Not XX and not XY one in 1,666 births
Klinefelter (XXY) one in 1,000 births
Androgen insensitivity syndrome one in 13,000 births
Partial androgen insensitivity syndrome one in 130,000 births
Classical congenital adrenal hyperplasia one in 13,000 births
Late onset adrenal hyperplasia one in 66 individuals
Vaginal agenesis one in 6,000 births
Ovotestes one in 83,000 births
Idiopathic (no discernable medical cause) one in 110,000 births
Iatrogenic (caused by medical treatment, for instance progestin administered to pregnant mother) no estimate
5 alpha reductase deficiency no estimate
Mixed gonadal dysgenesis no estimate
Complete gonadal dysgenesis one in 150,000 births
Hypospadias (urethral opening in perineum or along penile shaft) one in 2,000 births
Hypospadias (urethral opening between corona and tip of glans penis) one in 770 births
 
Total number of people whose bodies differ from standard male or female one in 100 births
Total number of people receiving surgery to “normalize” genital appearance one or two in 1,000 births 

http://www.isna.org/faq/frequency

Occasionally Transactivists post claims that most Transsexuals are suffering from a diagnosed intersex condition such as 5alpha-reductase-2 deficiency (5alpha-RD-2) or 17beta-hydroxysteroid dehydrogenase-3 deficiency (17beta-HSD-3).
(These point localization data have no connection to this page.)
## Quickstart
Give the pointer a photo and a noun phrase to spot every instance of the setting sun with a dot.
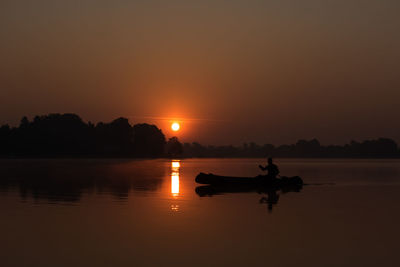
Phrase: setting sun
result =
(175, 126)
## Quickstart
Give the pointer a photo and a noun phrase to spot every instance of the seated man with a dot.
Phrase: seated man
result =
(272, 169)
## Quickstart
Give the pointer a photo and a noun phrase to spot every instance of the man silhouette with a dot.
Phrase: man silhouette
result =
(272, 169)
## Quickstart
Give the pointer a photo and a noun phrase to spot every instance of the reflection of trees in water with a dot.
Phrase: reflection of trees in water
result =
(68, 180)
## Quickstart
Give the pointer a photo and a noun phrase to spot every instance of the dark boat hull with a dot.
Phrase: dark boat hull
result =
(249, 182)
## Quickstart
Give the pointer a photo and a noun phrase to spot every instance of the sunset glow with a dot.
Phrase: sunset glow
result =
(175, 165)
(175, 126)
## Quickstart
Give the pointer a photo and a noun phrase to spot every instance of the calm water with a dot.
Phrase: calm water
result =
(147, 213)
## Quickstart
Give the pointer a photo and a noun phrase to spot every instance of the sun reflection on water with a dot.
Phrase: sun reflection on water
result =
(175, 165)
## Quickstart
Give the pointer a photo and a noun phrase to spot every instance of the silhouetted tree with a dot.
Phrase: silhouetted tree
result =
(149, 141)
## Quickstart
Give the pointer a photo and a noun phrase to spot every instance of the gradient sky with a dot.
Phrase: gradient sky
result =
(231, 71)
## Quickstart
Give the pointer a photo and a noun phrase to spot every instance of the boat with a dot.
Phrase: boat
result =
(259, 181)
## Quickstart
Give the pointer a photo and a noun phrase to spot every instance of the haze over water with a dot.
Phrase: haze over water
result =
(146, 212)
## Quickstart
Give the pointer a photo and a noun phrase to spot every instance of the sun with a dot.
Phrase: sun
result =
(175, 126)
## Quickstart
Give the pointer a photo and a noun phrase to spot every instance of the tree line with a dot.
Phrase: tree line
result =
(67, 135)
(378, 148)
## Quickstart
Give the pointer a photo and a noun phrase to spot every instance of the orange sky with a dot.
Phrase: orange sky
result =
(237, 71)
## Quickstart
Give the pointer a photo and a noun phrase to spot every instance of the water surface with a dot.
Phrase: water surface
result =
(147, 213)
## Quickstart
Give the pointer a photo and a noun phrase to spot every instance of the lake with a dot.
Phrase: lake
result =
(119, 212)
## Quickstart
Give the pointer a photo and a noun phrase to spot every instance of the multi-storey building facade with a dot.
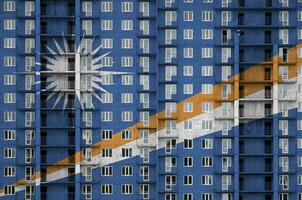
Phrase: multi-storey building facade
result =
(151, 99)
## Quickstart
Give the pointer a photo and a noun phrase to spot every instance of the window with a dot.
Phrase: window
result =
(226, 54)
(171, 162)
(170, 34)
(87, 8)
(126, 25)
(10, 98)
(170, 181)
(284, 163)
(299, 143)
(29, 26)
(107, 134)
(226, 163)
(144, 8)
(9, 24)
(29, 63)
(188, 88)
(87, 191)
(188, 161)
(106, 189)
(87, 27)
(9, 153)
(283, 196)
(207, 16)
(126, 134)
(127, 61)
(9, 171)
(127, 98)
(207, 89)
(188, 70)
(283, 36)
(188, 144)
(107, 43)
(225, 18)
(206, 162)
(207, 71)
(126, 6)
(226, 72)
(29, 154)
(106, 25)
(29, 8)
(127, 116)
(170, 53)
(126, 171)
(207, 34)
(144, 99)
(170, 17)
(106, 171)
(29, 137)
(284, 181)
(299, 13)
(188, 15)
(225, 3)
(144, 154)
(29, 45)
(106, 116)
(144, 190)
(188, 52)
(127, 188)
(9, 6)
(9, 134)
(207, 143)
(188, 180)
(207, 106)
(9, 189)
(188, 196)
(144, 118)
(9, 61)
(9, 43)
(126, 152)
(29, 118)
(206, 52)
(188, 34)
(226, 182)
(207, 196)
(106, 6)
(127, 79)
(284, 18)
(87, 136)
(9, 116)
(188, 107)
(206, 180)
(226, 145)
(127, 43)
(106, 153)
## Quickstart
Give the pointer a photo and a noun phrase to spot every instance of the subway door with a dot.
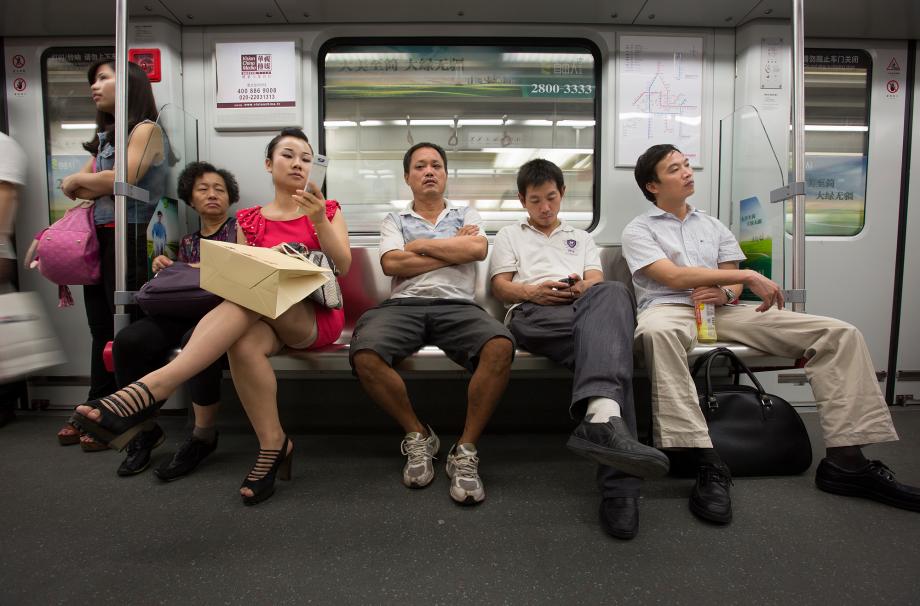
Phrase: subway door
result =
(907, 386)
(854, 121)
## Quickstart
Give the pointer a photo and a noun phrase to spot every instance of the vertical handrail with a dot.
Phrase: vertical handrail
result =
(798, 148)
(121, 152)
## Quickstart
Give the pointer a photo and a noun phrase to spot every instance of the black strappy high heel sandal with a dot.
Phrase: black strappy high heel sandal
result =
(261, 478)
(124, 414)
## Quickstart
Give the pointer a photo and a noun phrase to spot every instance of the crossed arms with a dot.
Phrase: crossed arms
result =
(424, 255)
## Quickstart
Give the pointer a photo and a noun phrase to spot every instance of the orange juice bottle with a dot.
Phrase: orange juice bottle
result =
(706, 322)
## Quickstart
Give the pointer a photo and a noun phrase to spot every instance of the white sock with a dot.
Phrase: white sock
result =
(602, 409)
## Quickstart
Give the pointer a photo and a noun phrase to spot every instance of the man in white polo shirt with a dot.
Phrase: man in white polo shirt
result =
(431, 249)
(549, 273)
(678, 256)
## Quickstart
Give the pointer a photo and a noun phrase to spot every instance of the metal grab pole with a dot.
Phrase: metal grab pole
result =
(121, 153)
(798, 148)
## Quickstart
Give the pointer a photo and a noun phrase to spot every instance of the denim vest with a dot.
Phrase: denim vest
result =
(154, 181)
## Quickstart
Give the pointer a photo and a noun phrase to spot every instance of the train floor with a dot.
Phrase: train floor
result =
(345, 531)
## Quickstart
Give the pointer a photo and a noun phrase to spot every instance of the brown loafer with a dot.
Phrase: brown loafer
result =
(68, 435)
(89, 444)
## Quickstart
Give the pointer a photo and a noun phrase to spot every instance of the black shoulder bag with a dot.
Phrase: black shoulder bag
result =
(755, 433)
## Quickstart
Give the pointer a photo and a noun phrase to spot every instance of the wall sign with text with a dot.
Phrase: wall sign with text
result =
(258, 85)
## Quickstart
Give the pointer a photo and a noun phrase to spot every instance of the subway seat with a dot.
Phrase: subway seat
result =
(365, 286)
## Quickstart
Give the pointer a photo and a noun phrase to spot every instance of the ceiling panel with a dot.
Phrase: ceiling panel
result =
(891, 19)
(504, 11)
(769, 9)
(138, 9)
(219, 12)
(711, 13)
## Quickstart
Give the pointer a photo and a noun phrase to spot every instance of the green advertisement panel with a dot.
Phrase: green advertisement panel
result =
(353, 72)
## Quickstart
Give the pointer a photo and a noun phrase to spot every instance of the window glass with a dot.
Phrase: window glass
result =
(70, 116)
(836, 141)
(491, 107)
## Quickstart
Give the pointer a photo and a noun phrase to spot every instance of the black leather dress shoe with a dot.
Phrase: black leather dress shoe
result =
(873, 481)
(711, 499)
(139, 450)
(612, 444)
(192, 452)
(620, 517)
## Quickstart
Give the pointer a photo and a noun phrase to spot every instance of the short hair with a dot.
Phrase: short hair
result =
(195, 170)
(285, 132)
(537, 172)
(407, 159)
(645, 167)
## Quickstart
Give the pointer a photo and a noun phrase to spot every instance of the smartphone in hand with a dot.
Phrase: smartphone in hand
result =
(318, 171)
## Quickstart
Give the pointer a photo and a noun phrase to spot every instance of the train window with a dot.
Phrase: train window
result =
(836, 141)
(492, 107)
(70, 116)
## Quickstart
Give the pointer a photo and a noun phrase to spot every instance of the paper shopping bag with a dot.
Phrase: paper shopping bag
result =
(261, 279)
(27, 340)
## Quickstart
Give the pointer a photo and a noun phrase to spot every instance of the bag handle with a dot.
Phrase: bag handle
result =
(738, 366)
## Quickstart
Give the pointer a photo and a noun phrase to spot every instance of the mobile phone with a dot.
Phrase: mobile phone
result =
(318, 171)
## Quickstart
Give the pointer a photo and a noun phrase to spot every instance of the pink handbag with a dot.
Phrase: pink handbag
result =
(67, 252)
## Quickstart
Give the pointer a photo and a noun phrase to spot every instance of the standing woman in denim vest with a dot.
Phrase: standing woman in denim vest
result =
(147, 168)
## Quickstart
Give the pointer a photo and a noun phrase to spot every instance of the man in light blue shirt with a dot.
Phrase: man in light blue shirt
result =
(680, 256)
(430, 249)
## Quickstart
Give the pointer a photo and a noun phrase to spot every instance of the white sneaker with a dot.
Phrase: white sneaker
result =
(463, 470)
(419, 450)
In both of these conditions, children appear to be largely one sex and then during puberty, characteristics of the other sex appear. So with 5alpha-reductase-2-deficiency, individuals can have normal male external genitalia, ambiguous genitalia, or normal female genitalia. However usually they are born with very ambigous genitalia with a phallus like clitoris, male gonads, including testicles often hidden until puberty, and Wolffian structures. They usually, but not always, have female primary sex characteristics. As a consequence, they are often raised as girls.

At puberty they develop some typically male characteristics which can include the descending of the testes, facial/body hair typically seen in males, the deepening of the voice, etc. This condition is caused by a faulty gene.

These are both very rare conditions, except in a few geographical areas such as the Dominican Republic where 5alpha-reductase-2 deficiency is more common. However, they are clearly biological conditions and are intersex conditions that are usually diagnosed close to birth or more rarely, at puberty when typically male physical characteristics start to appear.